3 MAYIS MİLLİYETÇİLER GÜNÜ
Oğuz ÇETİNOĞLU 01 Ocak 1970
Türk milliyetçiliğinin önder şahsiyeti Hüseyin Nihâl Atsız, çıkarmakta olduğu dergide, dönemin Başbakanı Şükrü Saraçoğlu'na hitaben açık mektup yayınlar. Sabahattin Ali, bu mektupta kendisine hakaret edildiği iddiasıyla dâva açar. Dâvanın ilk duruşmasından sonra milliyetçiler Ankara'da bir yürüyüş gerçekleştirirler. Amaç, Sabahattin Ali'yi protesto etmek, Atsız'a destek vermektir.
Yürüyüş, o güne kadar duygu, fikir ve edebiyat alanında sessizce gelişen Türk milliyetçiliği ülküsünün ilk aksiyonudur.
Ankara Valisi Nevzat Tandoğan, yürüyüşe katılan kalabalığın üzerine atlı polisleri sürer. Birçok kişi yaralanır ve sakat kalır. Yüzlerce kişi tutuklanır. İçlerinde 24 kişi mahkemeye verilir. Mahkeme; sonraki yıllarda, 1944 Irkçılık-Turancılık Dâvası olarak anılır. Duruşmalarda, sanık sandalyesine oturtulan mazlumlara haksızlıklar yapılır, duruşma saatleri dışında, tabutluk denilen hücrelerde işkencelere maruz tutulur.

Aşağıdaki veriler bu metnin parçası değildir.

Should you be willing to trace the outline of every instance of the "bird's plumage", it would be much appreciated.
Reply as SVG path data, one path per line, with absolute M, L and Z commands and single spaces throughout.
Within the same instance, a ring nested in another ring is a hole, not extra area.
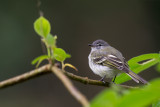
M 117 74 L 124 72 L 137 83 L 139 81 L 144 84 L 147 83 L 146 80 L 129 69 L 121 52 L 111 47 L 107 42 L 96 40 L 90 46 L 92 49 L 88 56 L 89 66 L 95 74 L 101 77 L 113 78 Z

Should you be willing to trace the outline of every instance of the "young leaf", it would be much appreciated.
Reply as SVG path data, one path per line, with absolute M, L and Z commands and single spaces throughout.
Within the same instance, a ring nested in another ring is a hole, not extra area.
M 39 17 L 35 22 L 34 22 L 34 30 L 38 35 L 40 35 L 43 38 L 46 38 L 47 35 L 51 31 L 51 26 L 49 21 L 44 18 L 43 16 Z
M 145 61 L 145 62 L 140 63 L 141 61 Z M 134 57 L 128 61 L 128 65 L 130 66 L 131 71 L 133 71 L 137 74 L 137 73 L 157 64 L 158 62 L 160 62 L 159 54 L 153 53 L 153 54 L 144 54 L 144 55 Z M 121 83 L 126 82 L 128 80 L 131 80 L 131 78 L 127 74 L 122 73 L 117 76 L 115 83 L 121 84 Z
M 160 99 L 152 104 L 152 107 L 160 107 Z
M 54 48 L 53 50 L 53 56 L 57 61 L 63 62 L 66 58 L 69 58 L 70 55 L 67 54 L 63 49 L 61 48 Z
M 48 34 L 48 36 L 45 39 L 45 42 L 49 47 L 54 48 L 56 47 L 56 39 L 57 36 L 52 36 L 52 34 Z
M 39 64 L 40 64 L 43 60 L 48 59 L 48 58 L 49 58 L 48 55 L 41 55 L 41 56 L 35 58 L 31 63 L 32 63 L 32 65 L 34 65 L 34 64 L 37 63 L 36 67 L 38 67 Z

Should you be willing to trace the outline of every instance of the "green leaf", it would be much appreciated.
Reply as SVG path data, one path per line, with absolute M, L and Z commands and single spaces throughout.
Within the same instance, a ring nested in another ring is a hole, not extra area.
M 150 82 L 150 85 L 142 89 L 131 90 L 124 95 L 117 107 L 146 107 L 160 98 L 160 79 Z
M 160 107 L 160 99 L 152 104 L 152 107 Z
M 40 35 L 43 38 L 46 38 L 47 35 L 51 31 L 51 26 L 49 21 L 44 18 L 43 16 L 39 17 L 35 22 L 34 22 L 34 30 L 38 35 Z
M 45 39 L 46 44 L 48 45 L 48 47 L 56 47 L 56 39 L 57 36 L 52 36 L 52 34 L 48 34 L 48 36 Z
M 160 72 L 160 63 L 156 65 L 156 70 Z
M 118 101 L 119 97 L 116 91 L 107 89 L 91 101 L 91 107 L 116 107 Z
M 39 64 L 40 64 L 43 60 L 48 59 L 48 58 L 49 58 L 48 55 L 38 56 L 37 58 L 35 58 L 35 59 L 31 62 L 31 64 L 34 65 L 34 64 L 37 63 L 36 67 L 38 67 Z
M 145 61 L 145 62 L 140 63 L 141 61 Z M 138 74 L 141 71 L 157 64 L 158 62 L 160 62 L 159 54 L 153 53 L 153 54 L 144 54 L 144 55 L 134 57 L 128 61 L 128 65 L 130 66 L 130 69 L 133 72 Z M 117 76 L 115 83 L 121 84 L 121 83 L 126 82 L 128 80 L 131 80 L 131 78 L 127 74 L 122 73 Z
M 57 61 L 63 62 L 66 58 L 71 57 L 61 48 L 54 48 L 53 56 Z

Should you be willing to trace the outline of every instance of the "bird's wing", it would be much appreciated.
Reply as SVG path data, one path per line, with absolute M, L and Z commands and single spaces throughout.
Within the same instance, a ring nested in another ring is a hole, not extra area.
M 122 70 L 124 62 L 114 55 L 100 55 L 93 58 L 93 61 L 103 66 L 110 66 L 114 69 Z
M 118 54 L 119 55 L 119 54 Z M 113 54 L 98 54 L 98 56 L 93 57 L 93 61 L 97 64 L 103 65 L 103 66 L 110 66 L 113 69 L 118 69 L 123 72 L 125 72 L 127 75 L 129 75 L 135 82 L 139 83 L 141 81 L 142 83 L 146 84 L 147 81 L 138 76 L 136 73 L 132 72 L 129 69 L 129 66 L 123 56 L 118 56 Z

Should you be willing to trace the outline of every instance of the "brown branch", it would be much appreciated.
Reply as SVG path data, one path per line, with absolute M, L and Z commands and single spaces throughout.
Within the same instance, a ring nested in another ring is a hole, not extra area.
M 50 65 L 44 65 L 42 67 L 39 67 L 35 70 L 29 71 L 27 73 L 18 75 L 16 77 L 10 78 L 8 80 L 4 80 L 0 82 L 0 88 L 5 88 L 11 85 L 15 85 L 17 83 L 21 83 L 23 81 L 26 81 L 28 79 L 31 79 L 33 77 L 37 77 L 38 75 L 50 73 Z M 93 80 L 93 79 L 88 79 L 88 77 L 81 77 L 77 76 L 75 74 L 69 73 L 69 72 L 64 72 L 65 75 L 67 75 L 70 79 L 73 79 L 75 81 L 81 82 L 83 84 L 90 84 L 90 85 L 97 85 L 97 86 L 105 86 L 105 87 L 110 87 L 110 83 L 106 82 L 105 84 L 101 81 L 98 80 Z M 119 85 L 124 88 L 137 88 L 137 87 L 132 87 L 132 86 L 126 86 L 126 85 Z
M 83 105 L 83 107 L 89 107 L 89 101 L 80 91 L 78 91 L 73 86 L 72 82 L 66 77 L 66 75 L 62 72 L 62 70 L 53 66 L 52 72 L 62 81 L 62 83 L 68 89 L 68 91 L 72 94 L 72 96 L 74 96 Z

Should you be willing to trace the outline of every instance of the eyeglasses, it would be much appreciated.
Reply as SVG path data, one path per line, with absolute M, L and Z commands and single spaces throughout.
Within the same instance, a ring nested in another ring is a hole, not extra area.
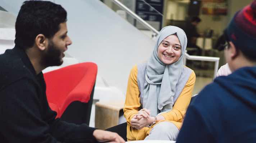
M 224 41 L 225 41 L 225 43 L 220 44 L 218 48 L 219 51 L 228 49 L 230 47 L 230 44 L 229 44 L 230 40 L 228 36 L 228 34 L 227 34 L 227 30 L 225 30 L 224 31 L 223 34 L 222 36 L 223 36 L 223 38 L 225 39 Z

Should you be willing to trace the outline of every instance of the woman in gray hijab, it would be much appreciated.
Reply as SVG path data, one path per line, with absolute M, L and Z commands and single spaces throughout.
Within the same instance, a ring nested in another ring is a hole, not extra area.
M 123 109 L 128 140 L 175 140 L 196 81 L 183 65 L 187 43 L 182 29 L 165 27 L 148 60 L 131 70 Z

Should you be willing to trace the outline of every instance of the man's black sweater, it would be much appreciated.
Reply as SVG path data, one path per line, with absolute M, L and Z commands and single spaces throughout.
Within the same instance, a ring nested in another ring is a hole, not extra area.
M 1 142 L 94 142 L 95 129 L 55 119 L 46 89 L 24 50 L 16 46 L 0 55 Z

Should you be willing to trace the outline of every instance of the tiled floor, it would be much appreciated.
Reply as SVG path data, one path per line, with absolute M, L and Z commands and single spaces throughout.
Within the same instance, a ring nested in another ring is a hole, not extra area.
M 198 94 L 204 87 L 212 81 L 212 78 L 196 77 L 193 95 Z

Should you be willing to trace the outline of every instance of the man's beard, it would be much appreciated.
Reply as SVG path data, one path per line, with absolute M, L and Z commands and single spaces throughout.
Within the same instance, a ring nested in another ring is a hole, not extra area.
M 47 50 L 44 53 L 41 64 L 46 67 L 59 66 L 63 63 L 61 50 L 58 49 L 52 40 L 50 40 Z

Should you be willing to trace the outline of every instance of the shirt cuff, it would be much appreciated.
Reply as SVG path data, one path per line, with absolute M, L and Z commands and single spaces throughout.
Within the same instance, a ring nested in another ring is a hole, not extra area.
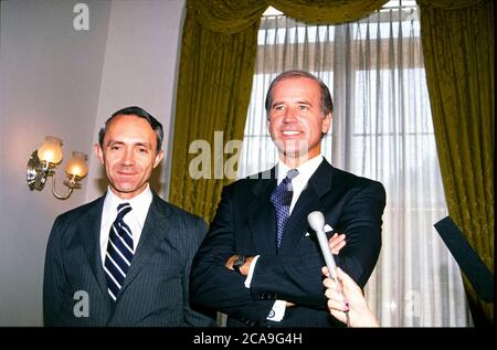
M 246 275 L 246 278 L 245 278 L 245 287 L 246 288 L 251 287 L 252 276 L 254 275 L 255 263 L 257 263 L 257 259 L 261 255 L 256 255 L 251 263 L 251 267 L 248 267 L 248 275 Z
M 279 322 L 285 317 L 285 310 L 286 310 L 286 301 L 276 300 L 266 319 L 269 321 Z

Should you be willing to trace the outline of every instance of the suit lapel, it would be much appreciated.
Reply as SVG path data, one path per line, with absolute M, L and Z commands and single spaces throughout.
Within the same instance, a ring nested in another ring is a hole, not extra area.
M 99 198 L 95 205 L 86 215 L 83 215 L 78 220 L 78 227 L 84 233 L 83 246 L 86 252 L 86 257 L 88 259 L 89 266 L 95 275 L 98 283 L 98 287 L 102 293 L 108 297 L 107 293 L 107 282 L 105 280 L 104 264 L 101 256 L 101 224 L 102 224 L 102 211 L 104 208 L 105 195 Z M 110 301 L 110 299 L 109 299 Z
M 161 243 L 160 236 L 167 233 L 170 226 L 170 219 L 166 205 L 160 205 L 160 198 L 152 192 L 154 199 L 148 210 L 147 219 L 141 232 L 140 241 L 131 261 L 128 274 L 119 290 L 119 295 L 124 293 L 126 287 L 135 279 L 139 272 L 147 265 L 152 252 Z
M 254 200 L 248 205 L 248 224 L 255 245 L 261 254 L 276 254 L 275 211 L 271 203 L 271 193 L 276 188 L 275 169 L 263 172 L 262 180 L 256 181 L 252 189 Z
M 310 177 L 307 188 L 300 193 L 283 233 L 279 254 L 292 254 L 308 231 L 307 215 L 324 210 L 321 198 L 331 190 L 332 167 L 326 159 Z

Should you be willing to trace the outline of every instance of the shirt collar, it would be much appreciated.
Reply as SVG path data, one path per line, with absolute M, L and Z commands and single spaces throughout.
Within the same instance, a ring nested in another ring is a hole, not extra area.
M 152 192 L 150 190 L 150 185 L 147 183 L 147 188 L 137 197 L 134 197 L 129 200 L 124 200 L 118 198 L 110 188 L 107 188 L 107 194 L 105 195 L 104 201 L 104 211 L 110 214 L 112 221 L 114 221 L 117 215 L 116 208 L 120 203 L 129 203 L 133 209 L 134 215 L 138 219 L 138 221 L 142 224 L 145 223 L 145 219 L 147 218 L 148 209 L 152 201 Z
M 314 174 L 316 169 L 322 162 L 322 159 L 325 159 L 322 157 L 322 155 L 318 155 L 318 156 L 307 160 L 299 167 L 297 167 L 296 169 L 298 170 L 298 176 L 294 180 L 292 180 L 292 182 L 294 183 L 295 181 L 297 181 L 299 183 L 307 183 L 307 181 L 309 181 L 310 177 Z M 277 165 L 277 173 L 278 173 L 278 182 L 277 183 L 278 184 L 279 184 L 279 182 L 283 181 L 283 179 L 285 179 L 286 173 L 290 169 L 292 168 L 289 168 L 287 165 L 285 165 L 281 159 L 278 160 L 278 165 Z

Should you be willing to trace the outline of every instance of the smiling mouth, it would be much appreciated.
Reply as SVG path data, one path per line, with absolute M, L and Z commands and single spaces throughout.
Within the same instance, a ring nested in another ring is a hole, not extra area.
M 282 134 L 284 136 L 297 136 L 297 135 L 300 135 L 302 132 L 300 131 L 295 131 L 295 130 L 284 130 L 284 131 L 282 131 Z

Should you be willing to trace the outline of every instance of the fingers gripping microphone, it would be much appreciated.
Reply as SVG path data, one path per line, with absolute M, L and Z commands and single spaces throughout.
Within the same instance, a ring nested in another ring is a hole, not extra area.
M 319 247 L 321 248 L 322 256 L 325 257 L 326 267 L 328 267 L 329 276 L 335 279 L 337 286 L 340 288 L 340 293 L 343 295 L 343 289 L 341 283 L 338 282 L 337 276 L 337 264 L 335 264 L 335 258 L 331 255 L 331 251 L 328 245 L 328 238 L 325 233 L 325 215 L 320 211 L 314 211 L 307 215 L 307 222 L 309 223 L 310 229 L 316 231 L 316 235 L 318 237 Z M 345 297 L 345 296 L 343 296 Z M 348 306 L 348 304 L 347 304 Z M 347 327 L 350 327 L 350 317 L 349 311 L 345 311 L 346 314 L 346 324 Z
M 325 257 L 326 266 L 329 271 L 329 276 L 337 280 L 337 264 L 335 264 L 335 258 L 329 250 L 328 238 L 325 233 L 325 216 L 321 212 L 315 211 L 307 215 L 307 222 L 310 229 L 316 231 L 318 237 L 319 246 L 321 248 L 322 256 Z

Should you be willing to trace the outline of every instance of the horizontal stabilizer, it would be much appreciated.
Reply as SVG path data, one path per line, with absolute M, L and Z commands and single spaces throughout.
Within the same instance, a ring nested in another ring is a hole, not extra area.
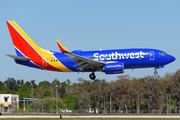
M 64 46 L 59 42 L 58 39 L 56 39 L 56 42 L 57 42 L 57 44 L 58 44 L 61 52 L 63 52 L 63 53 L 68 53 L 68 52 L 69 52 L 68 49 L 67 49 L 66 47 L 64 47 Z
M 21 61 L 30 61 L 31 60 L 30 58 L 26 58 L 26 57 L 21 57 L 21 56 L 16 56 L 16 55 L 9 55 L 9 54 L 6 54 L 6 55 L 11 57 L 11 58 L 14 58 L 16 60 L 21 60 Z

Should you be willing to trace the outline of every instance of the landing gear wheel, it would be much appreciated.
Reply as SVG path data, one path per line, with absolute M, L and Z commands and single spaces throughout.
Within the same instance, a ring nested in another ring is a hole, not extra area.
M 154 75 L 157 75 L 158 74 L 158 72 L 157 71 L 154 71 Z
M 94 73 L 91 73 L 91 74 L 89 75 L 89 78 L 92 79 L 92 80 L 94 80 L 94 79 L 96 79 L 96 76 L 95 76 Z

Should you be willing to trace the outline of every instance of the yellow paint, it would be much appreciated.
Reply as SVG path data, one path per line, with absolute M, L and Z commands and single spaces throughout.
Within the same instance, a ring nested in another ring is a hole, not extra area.
M 64 50 L 68 51 L 68 49 L 67 49 L 66 47 L 64 47 L 64 46 L 60 43 L 60 41 L 59 41 L 58 39 L 56 39 L 56 41 L 58 42 L 58 44 L 59 44 Z M 69 51 L 68 51 L 68 52 L 69 52 Z
M 33 48 L 40 54 L 41 57 L 43 57 L 43 59 L 48 62 L 49 64 L 51 64 L 52 66 L 54 66 L 55 68 L 64 71 L 64 72 L 73 72 L 70 69 L 68 69 L 67 67 L 65 67 L 60 61 L 57 62 L 51 62 L 50 59 L 47 58 L 53 58 L 53 59 L 57 59 L 49 50 L 46 49 L 42 49 L 40 48 L 19 26 L 15 21 L 9 21 L 11 22 L 11 24 L 21 33 L 21 35 L 27 40 L 27 42 L 29 42 Z

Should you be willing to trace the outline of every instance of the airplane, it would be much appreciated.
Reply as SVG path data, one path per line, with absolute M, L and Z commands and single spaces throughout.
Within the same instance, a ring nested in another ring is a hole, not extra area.
M 164 68 L 175 57 L 157 49 L 115 49 L 69 52 L 58 39 L 61 52 L 40 48 L 15 21 L 6 21 L 17 55 L 6 54 L 17 64 L 57 72 L 91 72 L 89 78 L 96 79 L 95 72 L 121 74 L 125 69 Z

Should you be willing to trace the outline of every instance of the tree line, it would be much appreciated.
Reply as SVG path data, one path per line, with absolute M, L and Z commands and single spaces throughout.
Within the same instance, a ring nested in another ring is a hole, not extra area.
M 56 109 L 56 85 L 58 86 L 58 108 L 71 110 L 166 110 L 170 113 L 180 110 L 180 69 L 164 76 L 145 76 L 142 78 L 120 75 L 117 80 L 85 80 L 78 83 L 69 79 L 26 81 L 8 78 L 0 81 L 1 94 L 18 94 L 19 99 L 36 98 L 26 108 Z M 22 107 L 22 106 L 20 106 Z

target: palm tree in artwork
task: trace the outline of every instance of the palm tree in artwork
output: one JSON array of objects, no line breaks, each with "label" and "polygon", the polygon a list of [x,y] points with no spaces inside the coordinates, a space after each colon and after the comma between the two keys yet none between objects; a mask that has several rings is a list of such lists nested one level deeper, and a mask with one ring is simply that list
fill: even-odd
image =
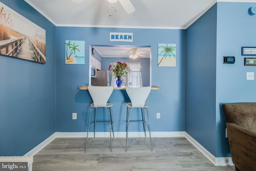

Başlangıçta Türk milliyetçileri, o acı günleri, hüzünle anmak için toplanıyorlardı. Dâvanın mağdurlarının tamamı uzun yıllar sonra suçsuz bulunup beraat edince, toplantılar bayram günü kutlamalarına dönüştü. Adına Türkçüler Bayramı denildi. 1988 yılı kutlamalarında merhum Başbuğ Alparslan Türkeş, "Türkçülük" kelimesinin ırkçılık kavramını çağrıştırdığını belirterek, 3 Mayıs için "Milliyetçiler Günü" denilmesinin uygun olacağını söylemişti.
1944 Irkçılık Turancılık dâvasının duruşmaları, Türk milliyetçilerinin inanç, cesaret ve yüksek ahlâk anlayışı ile vatanseverlik konularında imtihanı olmuştur. Her yıl o imtihanda elde edilen üstün başarı kutlanmaktadır.
Ulu dağlar zirvesinde, asaletin ve temizliğin timsali bembeyaz karlar gibi beklemekte olan Türk milliyetçiliği ülküsü, 3 Mayıs 1944'te küçücük bir kıpırdanışla büyüyen çığ oldu. Zararlı ideolojiler o çığın altında ezildiler. Belki yok olmadılar. Fakat Türkiye’mizin geleceğini tümü ile etkileme imkânlarını bulamadılar.